Made in Builder.io

Join us for an AI launch event by

Builder.io and Figma
Talk to Us
Product
Developers
Talk to Us

Blog

Home

Resources

Blog

Forum

Github

Login

Signup

×

Visual CMS

Drag-and-drop visual editor and headless CMS for any tech stack

Theme Studio for Shopify

Build and optimize your Shopify-hosted storefront, no coding required

Resources

Blog

Get StartedLogin

‹ Back to blog

Web Development

WTF Is Code Extraction

March 3, 2023

Written By Miško Hevery

We are full-stack developers! That means we write both client and server code. But where should we place the server and client code? Conventional wisdom says that we should put them in different files.

Except, it is not so simple; we also have code that runs both on the server and client. After all, we do Server-side rendering (SSR), so most of our client code also runs on the server.

I want to challenge the conventional wisdom and convince you that there is an existing trend of putting server and client code together and that it is better. Let’s call it: “code collocation.”

Next.js/Remix/SolidJS: it is already happening

The idea of placing server and client code together is not new, and it is already happening.

NextJS code example showing how well-known-exports can be tree shaked for client bundles.

Look at the above NextJS code.
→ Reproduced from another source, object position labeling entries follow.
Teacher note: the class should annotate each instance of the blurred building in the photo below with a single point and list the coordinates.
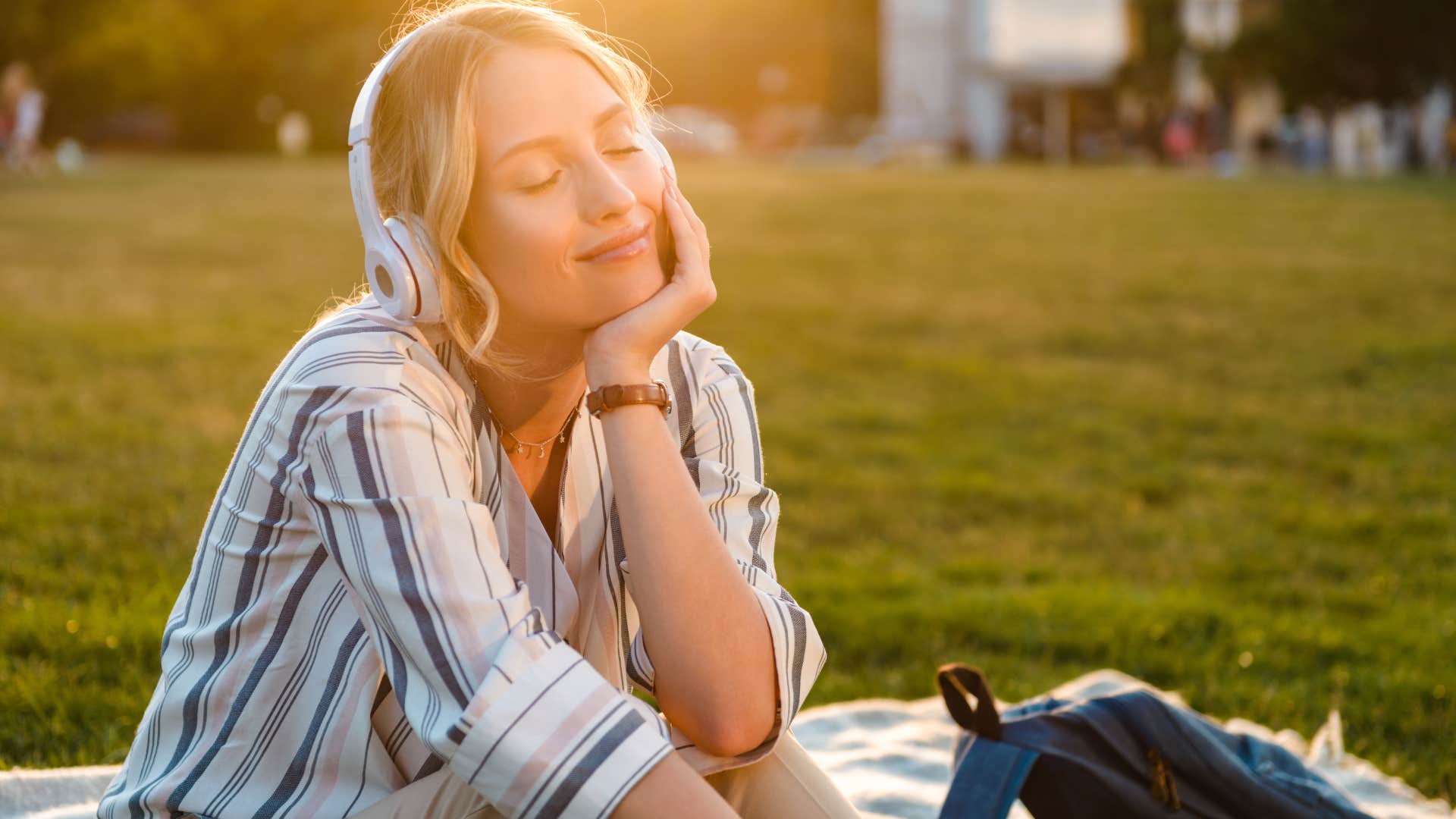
(951, 71)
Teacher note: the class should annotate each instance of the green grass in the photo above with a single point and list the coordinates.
(1040, 422)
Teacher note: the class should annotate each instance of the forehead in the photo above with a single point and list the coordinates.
(526, 93)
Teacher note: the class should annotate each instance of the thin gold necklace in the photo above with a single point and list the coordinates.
(541, 447)
(520, 445)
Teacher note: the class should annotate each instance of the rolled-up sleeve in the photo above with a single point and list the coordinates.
(726, 460)
(509, 706)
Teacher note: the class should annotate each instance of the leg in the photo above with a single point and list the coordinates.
(441, 795)
(786, 783)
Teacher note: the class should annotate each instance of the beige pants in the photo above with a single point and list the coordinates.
(785, 783)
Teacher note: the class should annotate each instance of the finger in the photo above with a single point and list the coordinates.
(692, 270)
(698, 223)
(685, 237)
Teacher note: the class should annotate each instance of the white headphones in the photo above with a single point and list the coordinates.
(400, 259)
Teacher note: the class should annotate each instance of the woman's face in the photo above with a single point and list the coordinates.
(536, 210)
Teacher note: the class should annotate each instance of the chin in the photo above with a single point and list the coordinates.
(629, 287)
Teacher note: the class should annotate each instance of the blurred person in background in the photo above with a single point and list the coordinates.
(25, 110)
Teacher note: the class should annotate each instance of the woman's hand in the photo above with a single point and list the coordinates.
(622, 349)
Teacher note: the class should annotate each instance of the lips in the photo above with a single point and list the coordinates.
(617, 241)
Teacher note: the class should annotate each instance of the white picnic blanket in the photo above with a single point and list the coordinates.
(890, 757)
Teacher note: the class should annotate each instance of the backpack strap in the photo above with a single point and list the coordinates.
(959, 679)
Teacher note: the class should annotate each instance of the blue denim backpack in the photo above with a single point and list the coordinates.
(1123, 754)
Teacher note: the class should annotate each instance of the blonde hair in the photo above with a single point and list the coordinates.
(424, 142)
Notice the getStaticProps function. getStaticProps executes on the server only, whereas the default exported component executes on the client (and server as part of SSR/SSG.)

Because most of the code executes in both locations, I don’t think it makes much sense to separate it into different files; instead, what NextJS is doing here is a better developer experience.

NextJS is only one of many frameworks that does this. Most meta-frameworks have some mechanism for it based on export-extraction.

But we have a problem to solve. We need to provide code to the server and code to the client, and as of right now, server code can’t access the DOM API and client code can’t read server dependencies such as databases. So there needs to be a way to separate the code.

The act of separating the code and creating server and client code bundles is called code extraction. Three different strategies starting with the most basic to advanced ones, are:

  • Export extraction
  • Function extraction
  • Closure extraction

Let’s dive into them.

Export extraction is a way to remove server code from the client bundle by relying on the bundle tree-shaker behavior.

export const wellKnownName = () => {
  // server-only code.
  // There is NO reference to `wellKnownName` anywhere
  // in the client code.
}

export const ComponentA = () => {
  // client (and sometimes server) code.
  // This code is imported from other locations in the codebase.
}

A tree-shaker starts at a root (your application's main() function) and then traverses the references starting at the main() method recursively. Anything reachable is placed in the bundle. Anything which is not reachable is thrown away.

The ComponentA is reachable from the main() method and is therefore retained in the client bundle. (If it were not, why would you have it in your code base?)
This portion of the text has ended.